贾珩笑着看向那身影,低声说道:“云妹妹这二年,也是大了,知道害羞了。”

宝钗水润杏眸盈盈如水,柔声说道:“珩大哥,当年可知我在崇平十五年,许的什么愿?”

显然,少女方才也听到贾珩与黛玉的对话,这次趁着机会相询贾珩。

贾珩凝眸看向那少女,问道:“薛妹妹许的什么愿?”

宝钗怔望着贾珩,美眸之中似有泪光点点,柔声道:“当初希望珩大哥在外打仗能平平安安的,大展宏图,在这大汉施展政治抱负。”

当初,她从来没有想过名分,也不知怎么了,或许是母亲,或许是周围人的议论,也或许是他的承诺,让名分渐渐成了贴在她身上的东西。

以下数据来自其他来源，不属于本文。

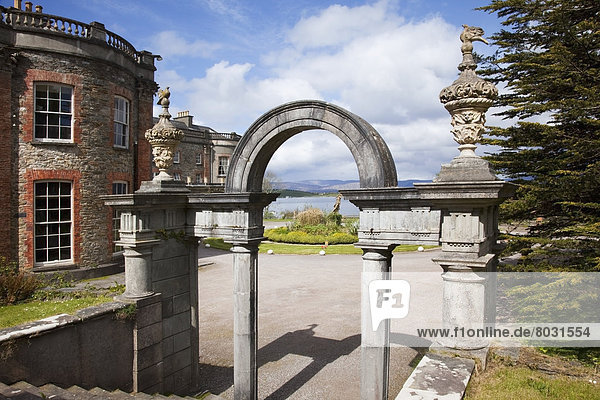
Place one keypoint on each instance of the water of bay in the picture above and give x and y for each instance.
(325, 203)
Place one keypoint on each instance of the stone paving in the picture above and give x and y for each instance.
(309, 324)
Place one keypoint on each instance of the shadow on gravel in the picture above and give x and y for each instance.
(301, 342)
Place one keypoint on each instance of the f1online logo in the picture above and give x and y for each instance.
(388, 299)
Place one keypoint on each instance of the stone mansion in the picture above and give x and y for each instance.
(77, 100)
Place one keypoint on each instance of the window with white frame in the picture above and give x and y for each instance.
(119, 187)
(223, 165)
(53, 221)
(121, 123)
(53, 112)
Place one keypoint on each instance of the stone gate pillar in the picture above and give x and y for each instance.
(375, 351)
(238, 219)
(245, 320)
(468, 193)
(161, 271)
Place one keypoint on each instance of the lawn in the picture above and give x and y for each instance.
(17, 314)
(284, 248)
(535, 376)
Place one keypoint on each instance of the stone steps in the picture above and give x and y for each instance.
(26, 391)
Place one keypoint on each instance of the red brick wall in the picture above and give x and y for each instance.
(7, 213)
(65, 175)
(127, 94)
(28, 99)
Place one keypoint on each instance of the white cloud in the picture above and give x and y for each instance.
(367, 59)
(171, 44)
(337, 25)
(228, 100)
(230, 8)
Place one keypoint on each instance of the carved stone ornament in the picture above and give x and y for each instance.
(163, 138)
(469, 97)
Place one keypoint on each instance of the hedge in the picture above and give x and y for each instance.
(283, 235)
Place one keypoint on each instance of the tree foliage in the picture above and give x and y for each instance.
(549, 62)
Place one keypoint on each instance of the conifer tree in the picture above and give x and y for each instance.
(549, 62)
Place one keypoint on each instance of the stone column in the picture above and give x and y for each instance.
(137, 240)
(245, 321)
(464, 302)
(375, 352)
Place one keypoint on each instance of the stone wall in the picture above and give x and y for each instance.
(7, 227)
(174, 272)
(92, 348)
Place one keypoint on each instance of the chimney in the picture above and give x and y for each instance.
(185, 117)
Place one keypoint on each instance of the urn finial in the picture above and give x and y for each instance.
(469, 97)
(163, 138)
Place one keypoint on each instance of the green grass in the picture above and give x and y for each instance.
(284, 248)
(509, 383)
(17, 314)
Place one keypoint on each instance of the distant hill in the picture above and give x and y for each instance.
(295, 193)
(330, 185)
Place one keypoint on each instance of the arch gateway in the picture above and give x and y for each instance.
(162, 223)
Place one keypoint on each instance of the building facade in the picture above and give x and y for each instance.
(76, 101)
(202, 157)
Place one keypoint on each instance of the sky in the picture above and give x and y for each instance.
(229, 61)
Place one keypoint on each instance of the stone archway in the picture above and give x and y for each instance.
(243, 191)
(249, 161)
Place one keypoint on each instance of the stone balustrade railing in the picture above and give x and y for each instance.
(227, 136)
(28, 20)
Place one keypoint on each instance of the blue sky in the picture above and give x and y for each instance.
(229, 61)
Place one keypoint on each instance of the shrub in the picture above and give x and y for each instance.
(334, 218)
(311, 216)
(15, 285)
(286, 236)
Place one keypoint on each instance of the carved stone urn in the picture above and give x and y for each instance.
(163, 138)
(467, 100)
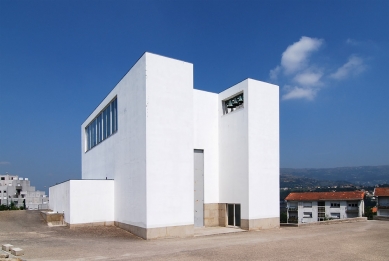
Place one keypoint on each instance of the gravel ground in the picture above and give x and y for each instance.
(347, 241)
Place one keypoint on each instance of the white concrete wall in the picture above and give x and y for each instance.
(206, 137)
(60, 199)
(263, 146)
(122, 156)
(234, 152)
(91, 201)
(83, 201)
(249, 150)
(169, 142)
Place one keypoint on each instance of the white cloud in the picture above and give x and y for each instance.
(354, 65)
(5, 163)
(352, 42)
(308, 78)
(274, 73)
(296, 55)
(299, 93)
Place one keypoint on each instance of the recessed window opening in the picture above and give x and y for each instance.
(335, 205)
(233, 214)
(102, 126)
(233, 104)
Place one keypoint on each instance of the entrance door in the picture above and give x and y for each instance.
(233, 213)
(198, 188)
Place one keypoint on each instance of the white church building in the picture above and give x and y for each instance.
(160, 157)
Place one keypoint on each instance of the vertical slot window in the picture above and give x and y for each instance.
(104, 125)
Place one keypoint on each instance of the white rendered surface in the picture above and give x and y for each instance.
(84, 201)
(169, 142)
(206, 135)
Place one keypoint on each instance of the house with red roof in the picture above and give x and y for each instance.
(382, 195)
(309, 207)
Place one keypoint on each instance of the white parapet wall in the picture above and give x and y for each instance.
(84, 202)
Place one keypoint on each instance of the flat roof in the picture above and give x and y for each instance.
(313, 196)
(381, 192)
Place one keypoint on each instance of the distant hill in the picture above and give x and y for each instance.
(363, 175)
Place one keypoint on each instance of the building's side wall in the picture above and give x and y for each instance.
(383, 201)
(60, 200)
(169, 146)
(233, 152)
(206, 134)
(91, 202)
(122, 156)
(263, 152)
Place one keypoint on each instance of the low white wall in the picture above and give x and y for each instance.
(233, 151)
(84, 201)
(206, 137)
(60, 199)
(169, 142)
(263, 149)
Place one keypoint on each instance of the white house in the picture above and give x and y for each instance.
(160, 158)
(19, 191)
(382, 195)
(309, 207)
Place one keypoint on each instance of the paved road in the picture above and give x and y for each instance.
(348, 241)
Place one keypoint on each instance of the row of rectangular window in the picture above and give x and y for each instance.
(103, 126)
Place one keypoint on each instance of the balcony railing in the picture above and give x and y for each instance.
(292, 220)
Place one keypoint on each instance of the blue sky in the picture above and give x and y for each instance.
(59, 59)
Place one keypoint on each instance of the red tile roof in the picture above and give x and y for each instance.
(379, 192)
(313, 196)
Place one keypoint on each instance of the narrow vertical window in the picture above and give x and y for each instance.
(104, 125)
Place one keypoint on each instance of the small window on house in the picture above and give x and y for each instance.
(335, 205)
(233, 104)
(102, 126)
(335, 215)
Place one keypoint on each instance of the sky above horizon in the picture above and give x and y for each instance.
(59, 59)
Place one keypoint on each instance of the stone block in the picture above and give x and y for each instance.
(17, 251)
(6, 247)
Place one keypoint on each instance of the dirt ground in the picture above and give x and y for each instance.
(347, 241)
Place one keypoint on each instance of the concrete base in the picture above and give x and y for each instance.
(386, 218)
(17, 251)
(159, 232)
(215, 215)
(6, 247)
(93, 224)
(262, 223)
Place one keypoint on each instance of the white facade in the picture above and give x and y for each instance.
(382, 195)
(19, 191)
(161, 119)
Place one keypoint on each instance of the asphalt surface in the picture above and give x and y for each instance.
(347, 241)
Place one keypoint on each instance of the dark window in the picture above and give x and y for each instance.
(103, 126)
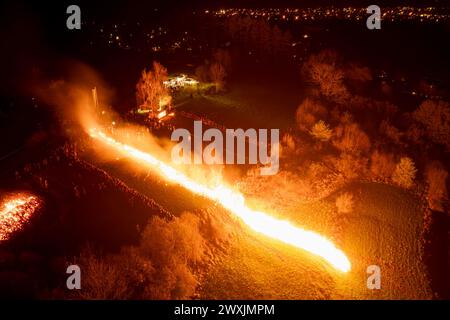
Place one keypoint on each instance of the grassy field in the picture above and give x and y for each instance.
(385, 228)
(247, 105)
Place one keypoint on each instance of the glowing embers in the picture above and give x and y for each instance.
(235, 202)
(15, 212)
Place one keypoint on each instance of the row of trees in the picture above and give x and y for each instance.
(368, 153)
(151, 93)
(258, 36)
(216, 69)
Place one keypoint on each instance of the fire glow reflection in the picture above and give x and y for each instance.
(15, 212)
(235, 202)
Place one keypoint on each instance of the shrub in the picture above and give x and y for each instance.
(345, 203)
(308, 113)
(321, 131)
(351, 138)
(435, 117)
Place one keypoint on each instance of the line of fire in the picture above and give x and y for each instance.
(281, 151)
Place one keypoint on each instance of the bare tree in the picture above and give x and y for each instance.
(322, 70)
(321, 131)
(405, 173)
(435, 117)
(436, 176)
(217, 74)
(345, 203)
(308, 113)
(382, 165)
(351, 138)
(151, 93)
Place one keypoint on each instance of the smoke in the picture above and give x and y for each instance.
(71, 97)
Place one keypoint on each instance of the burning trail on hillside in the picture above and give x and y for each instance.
(75, 106)
(234, 202)
(15, 211)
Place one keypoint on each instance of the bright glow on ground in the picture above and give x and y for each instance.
(15, 212)
(235, 202)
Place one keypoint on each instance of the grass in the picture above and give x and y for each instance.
(384, 230)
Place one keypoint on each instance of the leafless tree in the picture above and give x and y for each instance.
(150, 89)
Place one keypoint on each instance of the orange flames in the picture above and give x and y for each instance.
(235, 202)
(15, 212)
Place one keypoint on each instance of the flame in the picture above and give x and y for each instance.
(15, 212)
(235, 202)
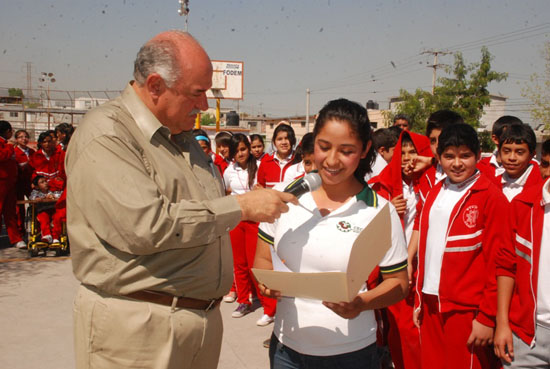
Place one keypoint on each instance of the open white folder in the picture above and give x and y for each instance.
(367, 251)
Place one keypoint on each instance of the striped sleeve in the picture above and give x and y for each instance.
(394, 268)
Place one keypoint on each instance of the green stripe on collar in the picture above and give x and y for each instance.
(368, 196)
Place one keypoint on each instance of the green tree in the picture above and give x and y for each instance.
(13, 92)
(538, 91)
(465, 92)
(207, 119)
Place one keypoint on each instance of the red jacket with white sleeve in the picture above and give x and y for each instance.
(521, 260)
(52, 168)
(477, 228)
(270, 172)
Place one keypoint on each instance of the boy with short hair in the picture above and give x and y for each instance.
(402, 190)
(516, 150)
(545, 159)
(460, 227)
(383, 142)
(522, 335)
(46, 212)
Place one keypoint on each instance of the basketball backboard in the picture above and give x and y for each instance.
(227, 80)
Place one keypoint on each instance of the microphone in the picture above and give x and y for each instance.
(310, 182)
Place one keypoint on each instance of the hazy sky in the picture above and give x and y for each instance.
(335, 48)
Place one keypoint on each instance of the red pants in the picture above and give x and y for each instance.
(8, 202)
(443, 338)
(243, 241)
(47, 216)
(403, 336)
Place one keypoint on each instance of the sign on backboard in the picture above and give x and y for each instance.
(227, 80)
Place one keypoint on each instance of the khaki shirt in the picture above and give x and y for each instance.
(146, 210)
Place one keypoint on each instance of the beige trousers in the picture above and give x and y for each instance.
(117, 332)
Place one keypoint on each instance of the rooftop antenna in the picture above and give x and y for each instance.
(184, 10)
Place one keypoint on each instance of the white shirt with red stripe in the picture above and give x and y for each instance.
(440, 214)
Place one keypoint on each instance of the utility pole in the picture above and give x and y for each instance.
(184, 10)
(29, 80)
(435, 65)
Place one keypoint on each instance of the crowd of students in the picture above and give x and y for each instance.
(26, 173)
(476, 229)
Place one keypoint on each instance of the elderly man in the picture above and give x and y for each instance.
(148, 222)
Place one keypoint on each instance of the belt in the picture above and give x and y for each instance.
(174, 301)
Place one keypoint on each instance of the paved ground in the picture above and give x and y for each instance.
(36, 317)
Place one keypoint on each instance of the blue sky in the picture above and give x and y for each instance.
(335, 48)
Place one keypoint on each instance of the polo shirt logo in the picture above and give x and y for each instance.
(470, 216)
(343, 226)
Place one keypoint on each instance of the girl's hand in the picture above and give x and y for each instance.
(481, 334)
(504, 346)
(269, 292)
(400, 204)
(347, 310)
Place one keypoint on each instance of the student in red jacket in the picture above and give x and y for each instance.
(23, 186)
(460, 227)
(272, 170)
(48, 161)
(522, 337)
(402, 190)
(516, 150)
(8, 179)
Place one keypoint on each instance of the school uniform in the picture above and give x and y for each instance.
(461, 226)
(51, 167)
(294, 171)
(272, 170)
(8, 199)
(403, 338)
(512, 187)
(306, 241)
(244, 238)
(527, 260)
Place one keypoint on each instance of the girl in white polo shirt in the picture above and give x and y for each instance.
(239, 178)
(317, 235)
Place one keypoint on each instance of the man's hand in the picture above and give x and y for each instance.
(347, 310)
(262, 205)
(268, 291)
(504, 344)
(400, 204)
(481, 334)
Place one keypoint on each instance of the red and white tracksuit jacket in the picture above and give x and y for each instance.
(270, 172)
(477, 227)
(52, 168)
(520, 260)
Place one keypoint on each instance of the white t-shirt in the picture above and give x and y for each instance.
(236, 178)
(309, 242)
(440, 214)
(410, 213)
(543, 288)
(512, 187)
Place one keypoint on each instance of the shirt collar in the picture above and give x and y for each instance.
(144, 118)
(517, 182)
(546, 192)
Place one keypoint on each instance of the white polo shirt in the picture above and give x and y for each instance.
(543, 286)
(309, 242)
(236, 178)
(436, 239)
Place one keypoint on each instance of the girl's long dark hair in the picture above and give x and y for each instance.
(357, 118)
(251, 165)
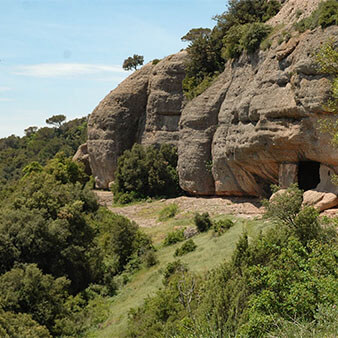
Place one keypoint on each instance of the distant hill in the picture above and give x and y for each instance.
(40, 145)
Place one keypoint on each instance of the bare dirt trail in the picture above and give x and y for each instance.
(145, 215)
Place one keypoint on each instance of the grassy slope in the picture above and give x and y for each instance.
(210, 252)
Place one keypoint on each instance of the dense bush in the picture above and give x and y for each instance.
(244, 37)
(38, 145)
(185, 248)
(56, 242)
(167, 212)
(202, 221)
(209, 49)
(288, 275)
(146, 172)
(325, 15)
(174, 237)
(222, 225)
(26, 289)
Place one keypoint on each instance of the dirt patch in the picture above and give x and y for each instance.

那时候,她也没有计较什么名分的,纵是做了他的妾室,能够一直陪伴着她,她也是甘之若饴的。

贾珩面色微怔,捕捉到那眼角闪烁的泪光,轻轻握住少女的纤纤柔荑,温声说道:“薛妹妹自微末相随的情谊,我一直都是铭记在心的。”

宝钗定定看向那少年,轻轻应了一声,没有再说其他。

贾珩说了一会儿话,转而看向湖边正在放着花灯的诸金钗,转脸对袭人说道:“去给各房的丫鬟和嬷嬷,都小心一些,仔细别掉进水里了,这么冷的天,可不是闹着玩儿的,让她们放一个,就别放了。”

袭人连忙应了一声,然后去通知嬷嬷和丫鬟去了。